The rights investigator said that what he found there were, in fact, 156 soldiers from the south of Libya and not from another African country. After talking to them he found out that they were all black Libyans of African descent. The soldiers have since been released by the protesters.
According to Bouckaert, the support of the black southern Libyans for the Gaddafi regime is explicable as Gaddafi fought to counter discrimination against this group in Libyan society.
In the west
RNW's Mohammed Abdulrahman, who interviewed Bouckaert in Benghazi, says that the fact that there are few economic opportunities in the south also leads to southern Libyans joining the army.
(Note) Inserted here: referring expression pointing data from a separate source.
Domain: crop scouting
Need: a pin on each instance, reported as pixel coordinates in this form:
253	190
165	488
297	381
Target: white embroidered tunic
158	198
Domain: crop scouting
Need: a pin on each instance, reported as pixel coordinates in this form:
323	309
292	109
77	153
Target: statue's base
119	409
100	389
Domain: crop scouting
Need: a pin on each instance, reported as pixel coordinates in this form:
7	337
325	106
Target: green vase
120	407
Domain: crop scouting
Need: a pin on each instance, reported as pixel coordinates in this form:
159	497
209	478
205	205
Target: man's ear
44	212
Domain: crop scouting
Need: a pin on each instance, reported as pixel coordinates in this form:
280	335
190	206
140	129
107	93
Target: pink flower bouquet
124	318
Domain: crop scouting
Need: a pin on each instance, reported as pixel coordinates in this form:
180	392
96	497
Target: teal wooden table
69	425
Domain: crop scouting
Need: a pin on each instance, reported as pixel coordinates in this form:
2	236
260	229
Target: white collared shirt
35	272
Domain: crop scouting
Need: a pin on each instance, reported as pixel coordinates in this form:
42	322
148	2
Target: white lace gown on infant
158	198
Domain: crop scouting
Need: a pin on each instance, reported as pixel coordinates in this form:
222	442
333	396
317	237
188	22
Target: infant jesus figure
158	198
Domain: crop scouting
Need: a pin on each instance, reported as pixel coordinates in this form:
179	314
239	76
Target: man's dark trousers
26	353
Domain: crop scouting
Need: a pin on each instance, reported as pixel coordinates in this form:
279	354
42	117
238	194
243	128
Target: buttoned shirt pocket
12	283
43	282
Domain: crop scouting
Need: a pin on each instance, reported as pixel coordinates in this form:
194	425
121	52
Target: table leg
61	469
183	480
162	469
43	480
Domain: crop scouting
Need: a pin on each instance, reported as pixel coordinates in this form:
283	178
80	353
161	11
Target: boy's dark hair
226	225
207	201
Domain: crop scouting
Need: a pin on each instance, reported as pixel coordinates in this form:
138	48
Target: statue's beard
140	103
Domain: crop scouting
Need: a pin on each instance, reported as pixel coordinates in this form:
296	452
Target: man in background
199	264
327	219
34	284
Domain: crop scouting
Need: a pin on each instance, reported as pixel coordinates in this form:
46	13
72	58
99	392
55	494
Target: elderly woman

HRW has so far only conducted research in the east of the country which is under the control of the protesters, but it says it could well be the case that reports of mercenaries being used in the areas still under government control in the west are also inaccurate.
Unverified
International media report that the mercenaries are gathering in the central southern town of Sabha, known to be loyal to Gaddafi, and are being sent out from there.
Our reporter says the southern location of the town means it is possible that the soldiers here are also from the south of the country and not African mercenaries as claimed in the international media. As the area is under control of Gaddafi's forces this cannot be verified.